İkincisi; İslam dinini Hıristiyanlık gibi görüp, Avrupa’da dine karşı lakaytlığı savunmanın büyük bir yanlış olduğunu belirtir. Avrupa’da dine karşı lakaytlık olmakla beraber başta bulunan idarecilerinin dinlerine sahip çıktığını ve mutaassıp olduklarını kaydeder. Örneğin; Wilson, Loyd George, Venizelos gibi.

Üçüncüsü; Dine bağlanma ve taassup noktasında, iki dinin birbiriyle kıyaslanamayacağı gerçeğidir. Çünkü, Avrupa’da dini taassup gerilemeyi beraberinde getirmiştir. Üç asır boyunca dahilde meydana gelen mezhep çatışmaları birçok insanın ölümünü netice verdi. Din, müstebitlerin elinde halkı ezme vasıtası oldu. Dolayısıyla çoğunluğun nazarında dine karşı küskünlük meydana geldi. Diğer taraftan, haçlı seferleri ve sonraki dönemlerde sair milletleri sömürgeleştirme amacına da alet edildi.

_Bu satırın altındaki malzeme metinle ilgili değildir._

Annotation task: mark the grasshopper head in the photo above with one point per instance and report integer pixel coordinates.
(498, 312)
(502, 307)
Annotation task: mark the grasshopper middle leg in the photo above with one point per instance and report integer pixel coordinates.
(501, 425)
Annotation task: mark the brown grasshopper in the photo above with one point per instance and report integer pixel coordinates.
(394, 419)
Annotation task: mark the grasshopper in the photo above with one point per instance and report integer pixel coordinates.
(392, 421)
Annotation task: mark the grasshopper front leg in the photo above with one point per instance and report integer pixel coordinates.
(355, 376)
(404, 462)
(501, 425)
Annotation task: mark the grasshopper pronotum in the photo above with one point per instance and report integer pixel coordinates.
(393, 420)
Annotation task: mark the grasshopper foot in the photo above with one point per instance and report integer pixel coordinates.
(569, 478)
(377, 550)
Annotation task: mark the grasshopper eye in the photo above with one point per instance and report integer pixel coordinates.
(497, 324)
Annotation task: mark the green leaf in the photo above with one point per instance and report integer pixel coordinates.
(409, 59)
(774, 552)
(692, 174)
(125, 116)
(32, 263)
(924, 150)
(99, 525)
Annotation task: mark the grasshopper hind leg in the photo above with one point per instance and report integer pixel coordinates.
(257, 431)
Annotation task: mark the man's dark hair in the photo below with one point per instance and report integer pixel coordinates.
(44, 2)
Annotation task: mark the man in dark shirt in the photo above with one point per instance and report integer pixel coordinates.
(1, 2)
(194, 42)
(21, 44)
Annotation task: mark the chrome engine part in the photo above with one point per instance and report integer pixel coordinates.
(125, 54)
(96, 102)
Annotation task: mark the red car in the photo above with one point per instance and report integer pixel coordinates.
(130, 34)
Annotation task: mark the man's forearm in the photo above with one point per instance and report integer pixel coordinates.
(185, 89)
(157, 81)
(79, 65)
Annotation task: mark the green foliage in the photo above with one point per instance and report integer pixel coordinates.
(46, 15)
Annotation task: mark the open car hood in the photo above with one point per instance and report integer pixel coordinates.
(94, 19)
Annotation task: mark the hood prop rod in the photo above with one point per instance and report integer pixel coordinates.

İslamiyet ise, dahilde savaşlara izin vermediği gibi, bağlandıkça ilerlemeyi netice verdi. Müslümanlar dinlerine sarıldıkça ilerlemeyi, lakayt kaldıkça gerilemeyi meydana getirdiler. Diğer yandan İslamiyet, zekatı farz kılması ve faizi yasaklamasıyla toplumdaki sosyal adaleti tesis ederek, hem fakir insanlara yardım etmeyi sağladı hem de sınıflar arasında büyük uçurumların meydana gelmesini önledi. Bu nedenle İslamiyet’e karşı küsmenin hiçbir haklı gerekçesi yoktur (Mektubat, s. 312-313).

Venizelos’un adının geçtiği diğer bir konu da Bediüzzaman’ın İttihad ve Terakki’ye bakış açısıyla ilgilidir. İttihad ve Terakki’nin iktidarda bulunduğu sırada, muhalefet edilmesi gerekli konularda geri kalmayan Bediüzzaman, iktidarı kaybetmelerinden sonra yapılan insafsız eleştirilere de karşı çıktı. Daha önce yaptığı muhalefette amaç, onlara düşmanca yaklaşıp eleştirmek değil, doğru yolu bulmalarına yardımcı olmaktı. Ancak, düşmanlarının onlara karşı şiddetli hücumu karşısında, İttihatçıların hak etmedikleri saldırılara karşı çıktı. Çünkü, yapılan hücum artık onların iyi tarafları olan azim ve sebatlarına, Müslümanları koruma çabalarına yönelmişti. Onlara yapılan saldırı, düşmanın hesabına kazanç olarak geçmekte idi.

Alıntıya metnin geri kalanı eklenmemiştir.